Could that be mitigated? At least in part, first by a state Legislature with the guts to change the tax structure making those who benefit the most pay more for the privilege. Allowing local governments to charge real impact fees would help. And the Board of Supervisors is overdue in rescinding the phony "non-interference" ordinance they passed a few years ago to dodge the responsibility of actually supervising county government, something they are constitutionally charged with doing. It's past time for real budget hearings that are more than just a few days of superficial oversight by those we elect to represent us.
And we could also use a higher class of tax protester. The Pima Association of Taxpayers often presents an intelligent viewpoint and their material is usually accurate. Their leadership performs a valuable function in the debate over the size and type of government we should have. Unfortunately, that's not true of another group with a much larger budget this year, the Pima Property Rights Association. This bunch claims to have spent $25,000 trying to turn out a big crowd for the budget hearings with mailers and television spots. Considering the actual results for this much money -- a couple of hundred folks who wouldn't have been there otherwise, many of them almost incoherent -- they would appear to be at least as inept as the government they whine about.
These same clowns aimed their entire effort at District 3 Supervisor Sharon Bronson and then mistakenly identified her district as "13" on the cover of their mailer. Their argument went downhill from there. They criticized the paving of alleys in South Tucson as wasteful, but that project is part of the 1997 county road bond proposal which Bronson opposed and many of their own cementhead members supported! Their leader and spokesman, Barney Brenner, has a barely rudimentary knowledge of local government. Unlike members of the Pima Association of Taxpayers like Mary Schuh and Ken Marcus, Brenner doesn't seem to have a clue about what he'd cut to prevent the tax increases, saying he wants to keep funding social programs and Kino Hospital. This gang is just another Growth Lobby front group who could really give a rat's ass about taxes and just want to replace Bronson with somebody more friendly to their rezoning requests.

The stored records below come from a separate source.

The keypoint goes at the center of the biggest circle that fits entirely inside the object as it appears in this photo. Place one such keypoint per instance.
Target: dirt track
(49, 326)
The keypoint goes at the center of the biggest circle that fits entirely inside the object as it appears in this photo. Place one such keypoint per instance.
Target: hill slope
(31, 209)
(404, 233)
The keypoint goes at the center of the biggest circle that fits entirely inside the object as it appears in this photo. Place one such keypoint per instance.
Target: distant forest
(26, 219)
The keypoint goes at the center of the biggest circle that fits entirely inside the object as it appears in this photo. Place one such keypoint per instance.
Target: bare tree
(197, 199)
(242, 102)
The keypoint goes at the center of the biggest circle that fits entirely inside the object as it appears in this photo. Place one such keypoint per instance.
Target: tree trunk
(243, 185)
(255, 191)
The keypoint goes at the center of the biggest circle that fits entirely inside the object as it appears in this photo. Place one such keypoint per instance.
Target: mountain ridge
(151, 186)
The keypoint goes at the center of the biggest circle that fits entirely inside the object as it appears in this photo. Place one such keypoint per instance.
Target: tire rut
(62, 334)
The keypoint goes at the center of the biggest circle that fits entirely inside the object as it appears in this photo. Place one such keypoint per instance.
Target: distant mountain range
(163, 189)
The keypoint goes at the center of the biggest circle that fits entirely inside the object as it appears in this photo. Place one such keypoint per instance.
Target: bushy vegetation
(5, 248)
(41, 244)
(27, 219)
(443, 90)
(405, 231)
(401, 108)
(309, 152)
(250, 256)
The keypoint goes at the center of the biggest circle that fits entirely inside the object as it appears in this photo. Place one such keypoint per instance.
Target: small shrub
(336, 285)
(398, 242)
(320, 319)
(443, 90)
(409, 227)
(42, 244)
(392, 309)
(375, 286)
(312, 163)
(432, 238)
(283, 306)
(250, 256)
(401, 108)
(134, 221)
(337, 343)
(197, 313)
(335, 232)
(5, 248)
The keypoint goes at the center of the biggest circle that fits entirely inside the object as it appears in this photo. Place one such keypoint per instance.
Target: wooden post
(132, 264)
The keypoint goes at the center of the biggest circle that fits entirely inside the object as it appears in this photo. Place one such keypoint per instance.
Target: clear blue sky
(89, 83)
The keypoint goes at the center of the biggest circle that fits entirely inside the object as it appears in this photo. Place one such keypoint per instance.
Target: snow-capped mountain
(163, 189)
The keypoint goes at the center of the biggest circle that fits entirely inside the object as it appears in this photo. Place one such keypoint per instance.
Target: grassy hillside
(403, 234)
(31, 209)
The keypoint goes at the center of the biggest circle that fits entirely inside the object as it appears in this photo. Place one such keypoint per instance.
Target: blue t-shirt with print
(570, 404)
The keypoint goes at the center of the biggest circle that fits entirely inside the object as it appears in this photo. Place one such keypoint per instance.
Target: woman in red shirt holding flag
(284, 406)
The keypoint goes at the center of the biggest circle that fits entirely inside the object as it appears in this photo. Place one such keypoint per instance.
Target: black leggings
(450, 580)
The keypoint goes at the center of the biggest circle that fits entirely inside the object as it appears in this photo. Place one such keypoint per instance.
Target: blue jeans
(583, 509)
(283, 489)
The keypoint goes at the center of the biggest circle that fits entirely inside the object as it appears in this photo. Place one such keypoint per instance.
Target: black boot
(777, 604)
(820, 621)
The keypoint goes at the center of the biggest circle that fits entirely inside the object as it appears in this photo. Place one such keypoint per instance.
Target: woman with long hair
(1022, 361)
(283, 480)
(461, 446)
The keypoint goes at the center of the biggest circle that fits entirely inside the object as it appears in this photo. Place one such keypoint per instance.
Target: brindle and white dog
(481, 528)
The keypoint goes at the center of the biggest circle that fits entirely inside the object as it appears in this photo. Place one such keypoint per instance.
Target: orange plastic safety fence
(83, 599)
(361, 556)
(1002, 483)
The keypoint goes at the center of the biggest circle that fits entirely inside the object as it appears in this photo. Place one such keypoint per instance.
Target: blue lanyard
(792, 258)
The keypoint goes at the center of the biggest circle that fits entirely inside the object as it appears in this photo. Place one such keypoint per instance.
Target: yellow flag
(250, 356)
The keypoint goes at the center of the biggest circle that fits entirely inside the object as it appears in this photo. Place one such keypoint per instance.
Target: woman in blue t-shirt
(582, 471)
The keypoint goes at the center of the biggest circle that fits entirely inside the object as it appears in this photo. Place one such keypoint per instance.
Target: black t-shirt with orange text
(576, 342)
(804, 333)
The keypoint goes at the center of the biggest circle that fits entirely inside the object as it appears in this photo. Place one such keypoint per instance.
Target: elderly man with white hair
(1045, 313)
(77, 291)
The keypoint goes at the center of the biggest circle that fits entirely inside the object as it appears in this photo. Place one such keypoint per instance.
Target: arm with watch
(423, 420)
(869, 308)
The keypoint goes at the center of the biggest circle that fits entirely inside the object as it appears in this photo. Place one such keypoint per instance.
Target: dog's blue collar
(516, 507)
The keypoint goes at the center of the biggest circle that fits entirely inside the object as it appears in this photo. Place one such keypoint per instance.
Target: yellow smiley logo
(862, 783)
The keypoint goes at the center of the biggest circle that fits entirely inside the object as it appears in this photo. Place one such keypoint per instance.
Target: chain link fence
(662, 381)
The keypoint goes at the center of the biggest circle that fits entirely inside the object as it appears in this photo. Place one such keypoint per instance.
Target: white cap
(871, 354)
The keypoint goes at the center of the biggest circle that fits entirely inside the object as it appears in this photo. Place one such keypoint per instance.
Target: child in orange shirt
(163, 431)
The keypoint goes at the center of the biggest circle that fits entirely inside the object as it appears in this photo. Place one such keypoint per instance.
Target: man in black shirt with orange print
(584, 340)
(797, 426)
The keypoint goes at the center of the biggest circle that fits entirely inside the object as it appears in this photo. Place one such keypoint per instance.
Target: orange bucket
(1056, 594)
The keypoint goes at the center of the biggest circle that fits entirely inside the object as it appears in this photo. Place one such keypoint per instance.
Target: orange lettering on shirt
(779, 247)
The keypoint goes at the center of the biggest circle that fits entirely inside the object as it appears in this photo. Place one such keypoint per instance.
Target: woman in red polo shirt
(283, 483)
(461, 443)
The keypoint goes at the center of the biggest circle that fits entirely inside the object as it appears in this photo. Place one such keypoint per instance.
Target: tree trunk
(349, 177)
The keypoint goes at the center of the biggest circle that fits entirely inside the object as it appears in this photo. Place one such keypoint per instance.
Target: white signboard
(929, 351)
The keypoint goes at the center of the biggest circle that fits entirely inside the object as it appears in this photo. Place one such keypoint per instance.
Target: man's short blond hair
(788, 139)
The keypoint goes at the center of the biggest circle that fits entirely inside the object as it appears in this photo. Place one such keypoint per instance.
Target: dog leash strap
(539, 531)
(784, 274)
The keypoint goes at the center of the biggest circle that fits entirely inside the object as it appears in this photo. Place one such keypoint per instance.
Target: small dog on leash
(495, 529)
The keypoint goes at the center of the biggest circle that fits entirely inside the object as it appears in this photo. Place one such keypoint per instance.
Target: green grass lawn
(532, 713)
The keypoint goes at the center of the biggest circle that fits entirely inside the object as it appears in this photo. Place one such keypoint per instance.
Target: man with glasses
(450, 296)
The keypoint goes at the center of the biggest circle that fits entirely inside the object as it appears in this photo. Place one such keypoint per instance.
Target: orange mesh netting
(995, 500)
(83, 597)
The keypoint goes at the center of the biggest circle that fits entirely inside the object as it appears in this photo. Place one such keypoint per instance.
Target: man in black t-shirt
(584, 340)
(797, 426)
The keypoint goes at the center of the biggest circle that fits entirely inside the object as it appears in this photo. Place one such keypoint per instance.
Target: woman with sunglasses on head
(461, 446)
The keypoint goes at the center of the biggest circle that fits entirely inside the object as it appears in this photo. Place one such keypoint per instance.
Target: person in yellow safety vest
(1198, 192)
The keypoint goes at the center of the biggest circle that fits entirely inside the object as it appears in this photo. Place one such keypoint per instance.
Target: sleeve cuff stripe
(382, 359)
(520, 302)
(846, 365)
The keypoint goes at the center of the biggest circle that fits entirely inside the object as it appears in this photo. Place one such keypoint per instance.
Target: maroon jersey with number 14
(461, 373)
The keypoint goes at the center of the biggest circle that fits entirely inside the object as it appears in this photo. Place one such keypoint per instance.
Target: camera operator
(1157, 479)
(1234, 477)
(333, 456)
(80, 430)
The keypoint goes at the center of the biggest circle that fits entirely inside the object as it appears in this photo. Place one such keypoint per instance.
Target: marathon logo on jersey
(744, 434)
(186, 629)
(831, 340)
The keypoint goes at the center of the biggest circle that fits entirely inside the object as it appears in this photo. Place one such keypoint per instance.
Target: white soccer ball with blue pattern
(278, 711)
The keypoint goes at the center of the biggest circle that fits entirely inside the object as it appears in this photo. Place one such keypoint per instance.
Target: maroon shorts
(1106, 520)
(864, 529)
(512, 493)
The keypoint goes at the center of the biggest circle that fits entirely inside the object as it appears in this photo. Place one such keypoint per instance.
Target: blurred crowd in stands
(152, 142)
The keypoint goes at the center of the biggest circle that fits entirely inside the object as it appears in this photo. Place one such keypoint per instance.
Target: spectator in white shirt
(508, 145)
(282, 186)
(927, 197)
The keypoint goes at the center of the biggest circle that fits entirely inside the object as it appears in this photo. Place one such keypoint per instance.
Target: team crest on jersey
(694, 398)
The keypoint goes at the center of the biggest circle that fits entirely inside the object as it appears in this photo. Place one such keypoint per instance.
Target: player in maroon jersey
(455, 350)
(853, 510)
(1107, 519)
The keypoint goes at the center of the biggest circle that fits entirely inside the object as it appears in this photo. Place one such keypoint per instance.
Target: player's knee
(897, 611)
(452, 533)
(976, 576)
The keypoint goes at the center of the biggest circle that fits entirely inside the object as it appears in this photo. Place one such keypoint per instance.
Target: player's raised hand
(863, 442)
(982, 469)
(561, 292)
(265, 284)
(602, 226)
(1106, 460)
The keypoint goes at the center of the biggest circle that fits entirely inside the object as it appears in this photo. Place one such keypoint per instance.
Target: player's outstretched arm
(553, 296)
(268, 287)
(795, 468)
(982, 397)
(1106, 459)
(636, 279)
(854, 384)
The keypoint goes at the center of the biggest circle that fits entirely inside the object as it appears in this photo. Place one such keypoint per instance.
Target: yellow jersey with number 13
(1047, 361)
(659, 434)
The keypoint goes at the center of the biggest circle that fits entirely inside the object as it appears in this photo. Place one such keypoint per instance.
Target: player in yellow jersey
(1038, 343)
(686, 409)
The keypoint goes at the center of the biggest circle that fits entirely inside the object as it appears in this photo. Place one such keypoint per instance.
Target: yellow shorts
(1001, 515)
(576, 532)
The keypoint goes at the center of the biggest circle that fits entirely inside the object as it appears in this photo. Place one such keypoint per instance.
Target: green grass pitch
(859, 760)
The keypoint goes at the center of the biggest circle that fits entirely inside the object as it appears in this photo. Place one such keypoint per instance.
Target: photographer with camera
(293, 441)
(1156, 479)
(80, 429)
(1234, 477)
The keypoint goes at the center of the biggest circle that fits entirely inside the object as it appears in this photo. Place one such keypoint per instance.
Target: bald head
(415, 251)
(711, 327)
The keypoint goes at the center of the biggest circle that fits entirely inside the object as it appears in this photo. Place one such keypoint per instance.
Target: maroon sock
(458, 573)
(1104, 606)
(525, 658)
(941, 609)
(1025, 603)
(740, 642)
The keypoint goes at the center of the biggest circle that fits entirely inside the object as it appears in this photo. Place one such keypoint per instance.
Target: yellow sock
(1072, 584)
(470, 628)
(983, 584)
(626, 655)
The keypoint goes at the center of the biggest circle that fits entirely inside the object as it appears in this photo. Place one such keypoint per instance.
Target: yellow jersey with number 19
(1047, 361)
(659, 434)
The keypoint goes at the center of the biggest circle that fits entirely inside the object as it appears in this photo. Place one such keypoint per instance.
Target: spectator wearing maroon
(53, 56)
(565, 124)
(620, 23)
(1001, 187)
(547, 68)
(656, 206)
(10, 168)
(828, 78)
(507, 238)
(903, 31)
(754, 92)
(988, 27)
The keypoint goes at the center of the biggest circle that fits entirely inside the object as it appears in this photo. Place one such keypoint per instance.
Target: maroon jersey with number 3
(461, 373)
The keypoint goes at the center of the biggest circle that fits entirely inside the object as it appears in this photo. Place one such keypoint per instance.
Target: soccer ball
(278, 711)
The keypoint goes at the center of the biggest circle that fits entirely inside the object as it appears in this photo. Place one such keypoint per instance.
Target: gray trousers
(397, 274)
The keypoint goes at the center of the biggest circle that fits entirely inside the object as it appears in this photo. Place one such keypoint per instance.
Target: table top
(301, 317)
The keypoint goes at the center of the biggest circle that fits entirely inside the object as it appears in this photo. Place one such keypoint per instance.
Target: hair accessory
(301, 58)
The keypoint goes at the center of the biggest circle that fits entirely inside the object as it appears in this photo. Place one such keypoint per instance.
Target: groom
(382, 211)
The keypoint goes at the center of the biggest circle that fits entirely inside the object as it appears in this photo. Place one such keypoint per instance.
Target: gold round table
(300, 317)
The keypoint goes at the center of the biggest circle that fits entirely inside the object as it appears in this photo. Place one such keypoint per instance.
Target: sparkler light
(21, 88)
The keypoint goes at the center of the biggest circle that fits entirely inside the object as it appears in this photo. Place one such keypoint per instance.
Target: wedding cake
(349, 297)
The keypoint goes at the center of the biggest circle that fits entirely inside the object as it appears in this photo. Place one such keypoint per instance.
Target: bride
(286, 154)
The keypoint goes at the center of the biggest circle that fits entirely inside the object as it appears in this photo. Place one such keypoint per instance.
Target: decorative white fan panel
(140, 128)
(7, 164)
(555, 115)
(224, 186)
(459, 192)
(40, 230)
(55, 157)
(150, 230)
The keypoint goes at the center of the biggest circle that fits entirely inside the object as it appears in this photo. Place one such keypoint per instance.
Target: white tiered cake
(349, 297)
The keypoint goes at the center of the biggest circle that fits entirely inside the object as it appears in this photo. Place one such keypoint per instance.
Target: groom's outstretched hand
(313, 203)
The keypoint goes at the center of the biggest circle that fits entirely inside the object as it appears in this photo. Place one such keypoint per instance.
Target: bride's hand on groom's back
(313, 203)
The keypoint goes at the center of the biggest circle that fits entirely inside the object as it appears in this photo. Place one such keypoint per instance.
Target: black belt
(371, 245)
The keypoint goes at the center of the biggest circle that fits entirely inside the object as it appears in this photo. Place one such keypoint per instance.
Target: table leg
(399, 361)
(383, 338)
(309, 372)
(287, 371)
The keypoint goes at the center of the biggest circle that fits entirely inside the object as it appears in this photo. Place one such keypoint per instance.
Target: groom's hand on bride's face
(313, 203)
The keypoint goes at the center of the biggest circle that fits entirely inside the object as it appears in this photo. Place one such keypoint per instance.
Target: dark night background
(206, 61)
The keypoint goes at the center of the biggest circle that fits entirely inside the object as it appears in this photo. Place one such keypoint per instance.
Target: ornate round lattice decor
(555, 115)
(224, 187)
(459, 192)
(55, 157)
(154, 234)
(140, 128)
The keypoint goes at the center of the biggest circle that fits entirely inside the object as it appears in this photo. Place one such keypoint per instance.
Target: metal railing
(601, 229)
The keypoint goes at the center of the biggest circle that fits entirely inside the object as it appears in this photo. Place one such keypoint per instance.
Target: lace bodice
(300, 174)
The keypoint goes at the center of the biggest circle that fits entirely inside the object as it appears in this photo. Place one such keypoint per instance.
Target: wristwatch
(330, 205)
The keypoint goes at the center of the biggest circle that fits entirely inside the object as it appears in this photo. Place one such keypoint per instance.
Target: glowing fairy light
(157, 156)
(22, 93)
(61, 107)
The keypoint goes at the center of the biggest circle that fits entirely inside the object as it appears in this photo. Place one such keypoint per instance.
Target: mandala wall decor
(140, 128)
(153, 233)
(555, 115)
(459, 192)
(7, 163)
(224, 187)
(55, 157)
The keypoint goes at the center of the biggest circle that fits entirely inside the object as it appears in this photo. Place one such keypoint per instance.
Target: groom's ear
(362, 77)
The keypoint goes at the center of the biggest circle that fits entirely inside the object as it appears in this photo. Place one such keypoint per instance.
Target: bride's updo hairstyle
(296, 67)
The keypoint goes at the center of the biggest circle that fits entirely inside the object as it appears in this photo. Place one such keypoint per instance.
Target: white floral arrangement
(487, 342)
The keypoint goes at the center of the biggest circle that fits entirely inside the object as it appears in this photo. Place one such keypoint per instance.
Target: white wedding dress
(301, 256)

The entire process once more points out the brilliance of John C. Calhoun's division of the population into two basic classes: tax consumers and tax producers. His original example were tariffs that aided the industrial North at the expense of the agricultural South. We have a similar problem today. Those who make up the Growth Lobby and their allies cause the rest of us to pay more and more as we subsidize their role as tax consumers.
Think about that when you're writing that check for your local property tax, and if you believe that you profit from the overall effects of growth, congratulations. You're a tax consumer.
If not -- like most folks -- you're a tax producer, and it's time you took a good look at the politicians who are either cowed by or part of the Growth Lobby. Throw the bums out, particularly at the state level.
Until that happens, plan on paying an ever-higher growth bill.